In tune with the times, I will only say about the title that I would have preferred that of a classic bolero. This family of works comes from the affection, and passions usually exist in silence. At least for me, since I experience them in secret.
When stopping before Li, I am amazed by the textures with which she tells me a dream, the one of her fantasies. Sometimes as a sketch and almost always in a fog. It seems surrealistic, but it is a return of waters, of those free waters removed by the children. She has more than enough skill and the strength of a genius in her few strokes. In desolation, if she were to knock at my door, I would save her along with myself. Memories of a Hanging City and That Evening, in addition to other homesickness, doubtless numerous. Liang, skillful and confident in engraving – even capable of returning when out of breath -, revisits herself now to be born differently: violent atmosphere, not in darkness, which also lights, but in the density of her somber themes. She wants to tell us that the concept is her work, and she attains it in the form, and leaves us thinking of what we have not seen but imagined. Hatred, Envy and Uncertainty would deserve a place in the impossible ark of my appropriations. Both are correct in not wanting to appear.

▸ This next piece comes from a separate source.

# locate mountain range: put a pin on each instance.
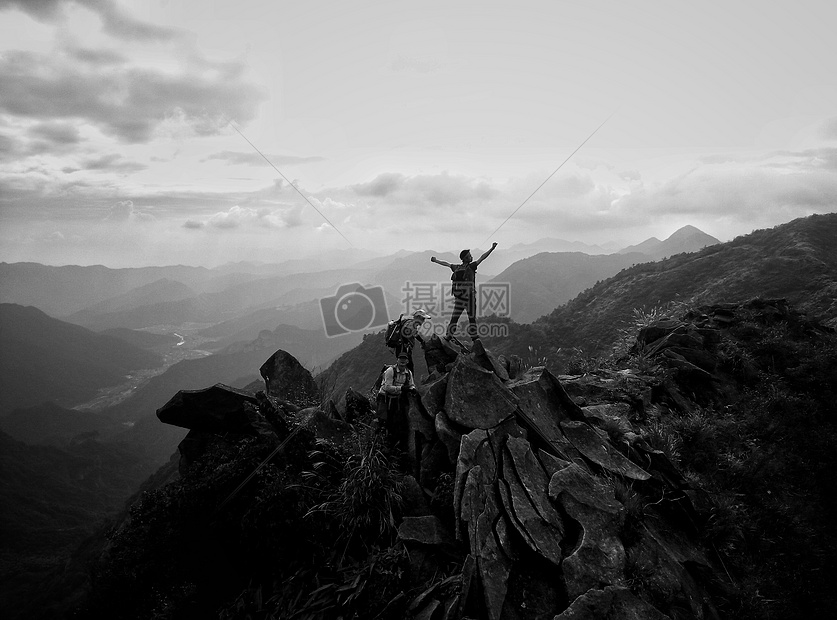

And I arrive to the territory of other knowledge: Flora and Nelson add quietly to this celebration, as one who lets others do, as someone who accompanies. She shares discoveries, he meditates and confesses. Whoever stops before Flora will see time go by – that changing moon, that light which is a clock, that immanent heritage, that Martí that peeps out, and in her calligraphy the ancestral worlds and a palm tree that is wind. Nelson, patriarchal and explicit, documents with thrones these revelations. They are thrones, on the other hand, that no one would seize, because in themselves they represent the story they want to tell us. I speak of symbols, of the fragility that power entails. If we read this installation correctly, now complemented with its flower version – meaning woman, couple, kindness and tribute – no explanation is required. Empty as they are, these intact thrones, full of remembrances, will remain forever linked to the memory. There is a mastery for teaching in the parents.
If other destinies existed, they are part of life, and chroniclers will tell about their joy or misfortune, including a painter. In any case, no matter how much they may try, nostalgia does not kill.